I tested that the new code produces the exact same change as the old code by adapting the test change::text. I needed to fix one inaccuracy in the new code. This gave me some confidence that the code is actually correct.

I just copied the old text_changes.rs file, and renamed functions to avoid name collisions. Do you want this testing code, or should I just push the fixes?

pmeunier on September 14, 2021

Excellent! I’m looking forward to seeing that change.

potocpav added a change on September 14, 2021
Test new changes against the old code.
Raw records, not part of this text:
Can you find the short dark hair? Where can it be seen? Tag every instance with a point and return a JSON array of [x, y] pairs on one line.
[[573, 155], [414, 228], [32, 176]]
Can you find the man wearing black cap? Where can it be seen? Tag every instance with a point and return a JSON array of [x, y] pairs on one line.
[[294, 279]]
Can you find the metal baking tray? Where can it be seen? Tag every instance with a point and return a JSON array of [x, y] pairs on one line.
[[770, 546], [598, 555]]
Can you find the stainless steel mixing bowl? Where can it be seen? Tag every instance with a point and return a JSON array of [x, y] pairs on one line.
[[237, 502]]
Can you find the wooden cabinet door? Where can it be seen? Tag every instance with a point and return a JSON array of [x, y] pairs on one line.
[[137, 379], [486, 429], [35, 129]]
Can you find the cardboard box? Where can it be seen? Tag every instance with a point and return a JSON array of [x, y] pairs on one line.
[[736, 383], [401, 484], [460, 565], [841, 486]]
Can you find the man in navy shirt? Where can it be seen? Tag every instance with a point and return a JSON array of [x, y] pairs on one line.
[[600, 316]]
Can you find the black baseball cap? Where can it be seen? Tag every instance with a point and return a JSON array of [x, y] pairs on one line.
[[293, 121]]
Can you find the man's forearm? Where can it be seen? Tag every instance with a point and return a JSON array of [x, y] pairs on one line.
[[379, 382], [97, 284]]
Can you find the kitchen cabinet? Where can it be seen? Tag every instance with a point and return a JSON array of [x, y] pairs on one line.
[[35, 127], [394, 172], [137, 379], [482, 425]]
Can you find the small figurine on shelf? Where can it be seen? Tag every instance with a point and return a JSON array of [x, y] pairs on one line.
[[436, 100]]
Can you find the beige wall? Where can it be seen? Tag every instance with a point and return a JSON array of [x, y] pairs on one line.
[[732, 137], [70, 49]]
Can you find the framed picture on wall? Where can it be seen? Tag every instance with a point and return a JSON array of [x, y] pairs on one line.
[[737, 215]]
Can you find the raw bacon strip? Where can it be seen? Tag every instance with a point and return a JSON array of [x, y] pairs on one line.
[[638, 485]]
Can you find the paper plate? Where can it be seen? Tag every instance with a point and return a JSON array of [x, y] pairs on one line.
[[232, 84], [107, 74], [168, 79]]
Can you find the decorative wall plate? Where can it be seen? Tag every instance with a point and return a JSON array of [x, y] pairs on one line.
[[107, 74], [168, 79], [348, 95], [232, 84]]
Fix several small bugs. by FHRXP5Jnb2MWLDrPrnLnkN2ryWcGCo6CRr1dXR9FW2YA,
UN2M77YUIQZMPH5CQARPUUK2Q66RHN5J6BIIQQFEJ35DSFSKFFPQC
main
potocpav on September 14, 2021

I used the patch in #532 to make the tests compile

pmeunier on October 19, 2021

Hi! I improved the binary file detection (#I3HDN5CSJMZKLRDGNFCT64UK3ATHL45M3STDVH4LYN7VI6UVJORQC), if you care to test again. I’ve been super busy with other stuff, but I hope to be able to get back to Pijul very soon (meaning “now”).
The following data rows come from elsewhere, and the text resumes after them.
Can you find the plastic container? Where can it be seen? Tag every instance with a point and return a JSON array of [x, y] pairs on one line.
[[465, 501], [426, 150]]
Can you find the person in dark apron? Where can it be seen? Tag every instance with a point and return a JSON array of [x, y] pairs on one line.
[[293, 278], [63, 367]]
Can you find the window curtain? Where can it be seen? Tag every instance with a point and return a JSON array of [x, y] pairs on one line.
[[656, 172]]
pmeunier on November 23, 2021

Alright, I just merged this locally, along with a bunch of other changes (I did modify the hunks a little bit). This is excellent work, thanks!

Your assumptions “Should we panic?” are true, we should indeed panic in these cases, they never happen.
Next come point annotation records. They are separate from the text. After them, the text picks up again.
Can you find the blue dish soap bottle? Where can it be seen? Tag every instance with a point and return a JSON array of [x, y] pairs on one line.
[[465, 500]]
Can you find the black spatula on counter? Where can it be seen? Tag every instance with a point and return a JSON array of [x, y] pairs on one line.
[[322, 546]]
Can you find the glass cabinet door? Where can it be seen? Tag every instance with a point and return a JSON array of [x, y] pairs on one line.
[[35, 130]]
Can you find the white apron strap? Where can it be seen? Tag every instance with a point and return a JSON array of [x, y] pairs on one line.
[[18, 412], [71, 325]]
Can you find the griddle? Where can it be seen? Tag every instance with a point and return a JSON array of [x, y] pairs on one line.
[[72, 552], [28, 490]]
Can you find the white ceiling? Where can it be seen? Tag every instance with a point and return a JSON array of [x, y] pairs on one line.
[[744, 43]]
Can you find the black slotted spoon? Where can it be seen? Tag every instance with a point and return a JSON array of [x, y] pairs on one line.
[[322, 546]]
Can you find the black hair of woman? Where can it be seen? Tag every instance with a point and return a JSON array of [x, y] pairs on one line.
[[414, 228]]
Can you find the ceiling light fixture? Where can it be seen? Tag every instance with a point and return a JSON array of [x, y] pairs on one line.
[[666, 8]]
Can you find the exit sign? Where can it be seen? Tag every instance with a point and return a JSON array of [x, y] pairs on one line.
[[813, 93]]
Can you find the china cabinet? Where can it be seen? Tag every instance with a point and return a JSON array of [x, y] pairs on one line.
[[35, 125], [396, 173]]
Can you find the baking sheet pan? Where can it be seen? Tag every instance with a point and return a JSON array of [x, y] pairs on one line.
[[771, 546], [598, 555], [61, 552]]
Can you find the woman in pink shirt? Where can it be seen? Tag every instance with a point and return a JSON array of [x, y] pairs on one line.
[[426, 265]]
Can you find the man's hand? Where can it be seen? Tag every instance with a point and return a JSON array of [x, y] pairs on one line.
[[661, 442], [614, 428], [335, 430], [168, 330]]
There are two other TODOs I’m a bit worried about:

                // TODO: pass in the encoding

We could fix these, but I’m a bit scared that this could break backwards-compatibility. One way to fix that is to add them onto a shopping list for changes, and only break the format in the future when there are enough of those.

In text_changes.rs, I don’t understand the following comment of yours:

        // TODO: get rid of this whole default change if possible

I believe it’s one way to initialise the structures we are editing, do you mean we should have a Default impl instead?

pmeunier on November 23, 2021

(and sorry for the long delay, I hope to become more efficient in my Pijul maintenance duty soon)

pmeunier on November 27, 2021

Merged! Thanks a million for these patches.

pmeunier closed this discussion on November 27, 2021
potocpav on December 1, 2021

Wow, thanks for acutally merging this!! I hope it will be more maintainable in the future than the previous version.